Le doute et la colère

Mais la crise représente aussi un véritable casse-tête pour les dirigeants régionaux, car elle a terni l’attrait de l’Union européenne. Ainsi, les Ecossais s’imaginaient qu’étant déjà citoyens de l’UE, l’Ecosse, une fois indépendante, pourrait rejoindre le bloc sans trop de difficultés. (Après tout, 20 millions d’Est-Allemands étaient devenus membres de l’Union Européenne du jour au lendemain sans même avoir à en siffler l’hymne.) Mais l’Ecosse aurait-elle le choix de se tenir à l’écart de l’euro, comme les Britanniques, ou, en tant que nouvel Etat de l’Union, serait-elle au contraire obligée de s’y rallier ? Et dans ce cas, qui serait responsable du renflouement de la Banque d’Ecosse, si le besoin s’en faisait sentir ?

L’Union européenne a toujours été populaire auprès des dirigeants de ces régions, constate Josef Janning, directeur d’études du Centre de politique européenne. “Ils voient dans le renforcement du pouvoir de Bruxelles le moyen de réduire et de relativiser l’influence des gouvernements nationaux, un processus que le marché unique a accéléré”, dit-il. Beaucoup ont formé des groupes régionaux qui contournent le gouvernement central — la Catalogne, mais aussi le Bade-Wurtemberg en Allemagne, la région Rhône-Alpes en France et la Lombardie en Italie sont des puissances locales qui se sont surnommées “les quatre moteurs de l’Europe”. A elles quatre, elles affichent un PIB supérieur à celui de l’Espagne. “Mais à présent, ajoute Janning, il y a la crise”, un dilemme pour les régions, car elle est également synonyme de reconcentration du pouvoir aux mains des capitales nationales qui tentent de tailler dans leurs budgets. “Les yeux sont de nouveau braqués sur Madrid, Rome, Paris et Berlin, précise-t-il, si bien que les régions voient leurs possibilités se réduire, et les riches sont contraints de payer.

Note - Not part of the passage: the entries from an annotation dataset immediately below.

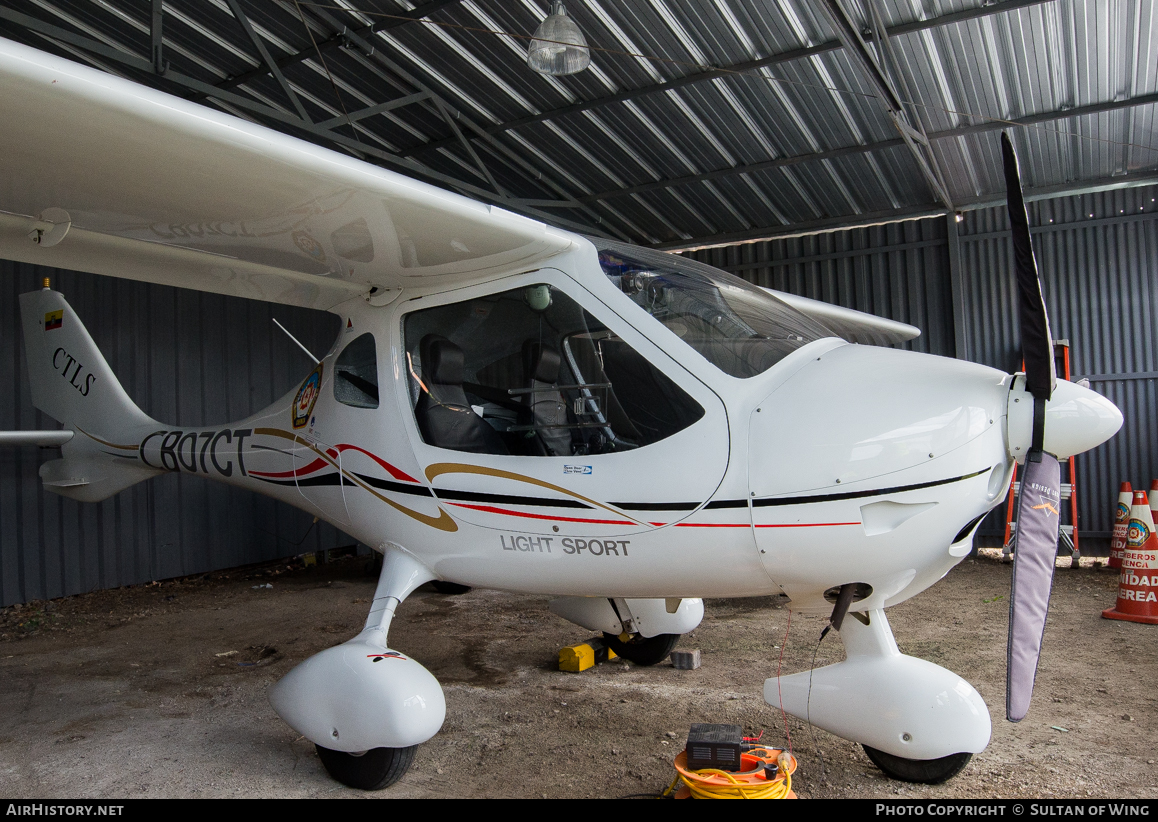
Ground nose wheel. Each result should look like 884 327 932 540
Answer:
603 633 682 666
314 744 418 791
860 744 973 785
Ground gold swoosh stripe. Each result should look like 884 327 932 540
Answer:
254 428 459 534
426 462 646 526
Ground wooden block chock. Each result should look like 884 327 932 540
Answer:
559 637 616 674
672 648 699 670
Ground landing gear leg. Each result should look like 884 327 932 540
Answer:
764 610 991 784
270 549 446 791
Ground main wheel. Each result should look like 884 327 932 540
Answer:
431 579 470 596
603 633 681 665
860 744 973 785
314 744 418 791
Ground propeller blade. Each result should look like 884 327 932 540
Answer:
1002 132 1057 399
1002 132 1062 722
1005 452 1062 722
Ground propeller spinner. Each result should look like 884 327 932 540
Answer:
1002 132 1061 722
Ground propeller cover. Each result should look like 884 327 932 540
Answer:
1005 452 1062 722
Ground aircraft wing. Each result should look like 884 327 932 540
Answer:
0 39 573 308
764 288 921 345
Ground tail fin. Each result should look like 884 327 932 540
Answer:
20 287 160 502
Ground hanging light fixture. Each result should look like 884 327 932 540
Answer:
527 2 591 76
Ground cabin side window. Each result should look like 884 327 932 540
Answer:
404 285 704 456
334 333 378 409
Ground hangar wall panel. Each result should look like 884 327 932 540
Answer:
690 186 1158 543
0 260 354 606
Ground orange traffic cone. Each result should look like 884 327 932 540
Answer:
1106 483 1134 568
1101 491 1158 625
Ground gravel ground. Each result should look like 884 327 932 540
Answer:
0 550 1158 799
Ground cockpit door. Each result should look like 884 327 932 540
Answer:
396 269 728 541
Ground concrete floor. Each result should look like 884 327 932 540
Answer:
0 557 1158 799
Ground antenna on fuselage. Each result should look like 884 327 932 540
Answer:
271 317 321 366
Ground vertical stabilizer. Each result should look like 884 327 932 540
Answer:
20 287 160 501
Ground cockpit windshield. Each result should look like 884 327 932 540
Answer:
592 237 836 377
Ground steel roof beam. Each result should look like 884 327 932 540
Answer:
0 6 591 225
404 0 1053 156
149 0 169 74
820 0 953 210
301 8 622 236
225 0 313 123
579 93 1158 205
651 170 1158 254
210 0 462 89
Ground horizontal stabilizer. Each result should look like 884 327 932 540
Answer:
41 456 162 502
0 431 74 448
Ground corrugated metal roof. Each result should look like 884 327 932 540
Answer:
0 0 1158 247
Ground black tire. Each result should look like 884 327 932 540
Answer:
603 633 681 665
431 579 470 596
860 744 973 785
314 744 418 791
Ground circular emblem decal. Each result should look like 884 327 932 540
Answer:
1126 520 1150 548
293 362 322 428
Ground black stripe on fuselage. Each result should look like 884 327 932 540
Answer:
611 502 699 511
752 468 992 508
434 489 594 511
347 474 434 497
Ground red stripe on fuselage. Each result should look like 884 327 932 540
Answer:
336 442 418 483
250 457 330 479
446 502 636 526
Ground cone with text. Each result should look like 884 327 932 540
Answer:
1101 491 1158 625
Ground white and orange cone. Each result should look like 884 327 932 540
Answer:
1101 491 1158 625
1106 483 1134 568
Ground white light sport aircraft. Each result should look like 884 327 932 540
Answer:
0 41 1121 788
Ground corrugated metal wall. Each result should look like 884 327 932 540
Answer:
691 186 1158 543
0 262 354 606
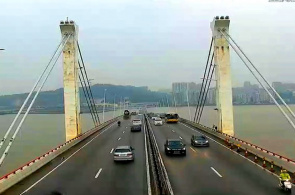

Si les responsables européens estiment que la réponse à la crise passe par “plus d’Europe”, de quoi plaire d’ordinaire aux régions séparatistes, les électeurs et les contribuables eux, sont sous le choc, en proie au doute et à la colère. Mark Leonard, du Conseil européen des relations étrangères, dit revenir de Barcelone, où les dirigeants catalans l’ont bombardé de questions sur l’Ecosse. “Ils en savaient bien plus que moi sur la situation en Ecosse, conclut-il. Il est évident qu’ils se surveillent les uns les autres et font monter la pression.

Opinion

Le projet euro renforce le ”tribalisme”

Dans un article sur les poussées régionalistes grandissantes en Espagne, en Italie et en Allemagne, Peter Coy, journaliste économique pour Bloomberg Businessweek, souligne que

beaucoup de nations en Europe sont des nations depuis peu de temps. Leur histoire a été largement marquée par des rivalités de territoires, de royaumes et de duchés, de principautés et de villes-états. Elles sont liées par une langue et une culture mais déchirées par le tribalisme.

L'article continue sur l'unité européenne qui

dépend de l'unité des nations qui n'est pas monnaie courante. En Italie, la populiste et - selon les circonstances – sécessionniste Ligue du Nord se plaint que les régions prospères de Lombardie et du Piémont soient saignées par le Mezzogiorno du sud. En Allemagne, le 30 août dernier, un ancien journaliste Wilfried Scharnagl a appelé à l'indépendance de la Bavière, qui a été intégrée à l'empire allemand en 1871 mais a gardé – pour l'instant – son roi, son armée et sa poste.

Pour Bloomberg, le projet de l'euro est en partie responsable, tel qu'il a été pensé par "des élites cosmopolites … qui se considèrent avant tout comme européennes".

Sans l'attendre, ces élites sont passées devant leur peuple, qui était moins "européen" qu'elles, et qui l'est encore moins aujourd'hui. Selon un sondage publié en mai dernier par l'UE, 63% des Espagnols se disent très attachés à leur agglomération, à leur ville, à leur village. 49% seulement se sentent attachés à leur pays, et seulement 10% à l'UE. Les fidélités locales s'intensifient depuis 2010 en Espagne, aussi sûrement que l'attachement national et continental faiblit.